But of course, when he went to school the next day, he heard all about it and began asking me for details as soon as the dismissal bell rang. He asked for the kind of details that no 8 year old should ever, ever be concerned with. He wanted to know how many people died. He wanted to know if any of them were young people. He wanted to know why anyone would do this, and if the police will kill them like the soldiers killed Osama Bin Laden. I started with the fact that there had been three deaths, with many other people hurt.
Here’s what he said: “That’s not so bad. It could have been worse. It could have been like the Twin Towers.” In that moment, I realized my sons are growing up in a world where we rank tragedies in terms of body counts, in which “only 3” casualties makes it almost unremarkable. In this new world, when bombs can go off in a major city on a beautiful day during a highly attended athletic celebration, we can say “it could have been worse” because we know it could have been — we lived through 9/11 and haven’t forgotten the horrors of that day.

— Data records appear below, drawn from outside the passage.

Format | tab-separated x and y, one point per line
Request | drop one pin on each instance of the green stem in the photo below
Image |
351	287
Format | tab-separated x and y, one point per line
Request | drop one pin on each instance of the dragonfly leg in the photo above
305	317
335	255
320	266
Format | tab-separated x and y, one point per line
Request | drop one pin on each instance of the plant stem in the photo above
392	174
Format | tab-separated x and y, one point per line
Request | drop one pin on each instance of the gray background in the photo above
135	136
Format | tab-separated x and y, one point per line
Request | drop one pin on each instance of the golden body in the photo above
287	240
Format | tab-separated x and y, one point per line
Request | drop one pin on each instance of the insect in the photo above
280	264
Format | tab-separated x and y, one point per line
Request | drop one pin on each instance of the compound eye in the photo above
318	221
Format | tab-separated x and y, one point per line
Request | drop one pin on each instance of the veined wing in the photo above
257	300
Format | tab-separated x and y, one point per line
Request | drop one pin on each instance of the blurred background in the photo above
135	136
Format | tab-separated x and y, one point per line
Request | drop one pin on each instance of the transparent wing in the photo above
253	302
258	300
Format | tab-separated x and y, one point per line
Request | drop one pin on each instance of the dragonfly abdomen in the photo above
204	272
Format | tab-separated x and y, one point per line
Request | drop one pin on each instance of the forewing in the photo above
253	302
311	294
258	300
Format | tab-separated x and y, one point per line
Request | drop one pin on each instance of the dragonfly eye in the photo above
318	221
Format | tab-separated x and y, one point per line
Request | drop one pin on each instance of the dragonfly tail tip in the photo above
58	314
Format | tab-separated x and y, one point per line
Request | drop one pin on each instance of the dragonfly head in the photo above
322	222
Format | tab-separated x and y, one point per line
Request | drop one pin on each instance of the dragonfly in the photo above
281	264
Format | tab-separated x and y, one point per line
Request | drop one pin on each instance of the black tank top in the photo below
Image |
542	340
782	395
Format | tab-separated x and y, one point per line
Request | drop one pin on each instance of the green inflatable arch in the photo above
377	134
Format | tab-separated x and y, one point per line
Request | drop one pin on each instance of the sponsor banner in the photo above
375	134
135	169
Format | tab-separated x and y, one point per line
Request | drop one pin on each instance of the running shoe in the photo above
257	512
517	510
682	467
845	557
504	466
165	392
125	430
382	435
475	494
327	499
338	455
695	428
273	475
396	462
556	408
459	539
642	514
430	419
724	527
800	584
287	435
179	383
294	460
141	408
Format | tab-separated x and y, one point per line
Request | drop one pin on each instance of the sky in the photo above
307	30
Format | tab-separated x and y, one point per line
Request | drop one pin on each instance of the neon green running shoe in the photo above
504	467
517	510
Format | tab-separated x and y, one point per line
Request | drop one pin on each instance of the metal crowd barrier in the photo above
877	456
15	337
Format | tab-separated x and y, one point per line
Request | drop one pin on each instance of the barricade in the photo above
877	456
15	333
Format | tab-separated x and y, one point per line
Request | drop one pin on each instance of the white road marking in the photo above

I don’t think it could be much worse for the families of the deceased, or for the spectators whose limbs were blown off, of course. The fear doesn’t get more real than the type felt by the residents who were in lockdown during the massive manhunt for the two terrorists.
But for those of us watching from afar, who did not have friends and family in the immediate danger zone, we’re desensitized to it all now. Sure, we mourn, we get angry, we pray, and we tear up with pride as we watch our nation come together and break into impromptu renditions of the Star Spangled Banner. But we’re not surprised or shocked anymore.
While this saddens me, I can at least take comfort from the fact that through these awful events, children are also seeing the best of humanity, heroism, courage, and patriotism. They can look for the “helpers,” as Mr. Rogers said, and always find them.
I just wish my kids could know what 8 felt like for my generation, where we derived our notion of good vs. evil from pro wrestling, Rocky movies, and Scooby-Doo. But after Boston, I’m not sure that’s possible.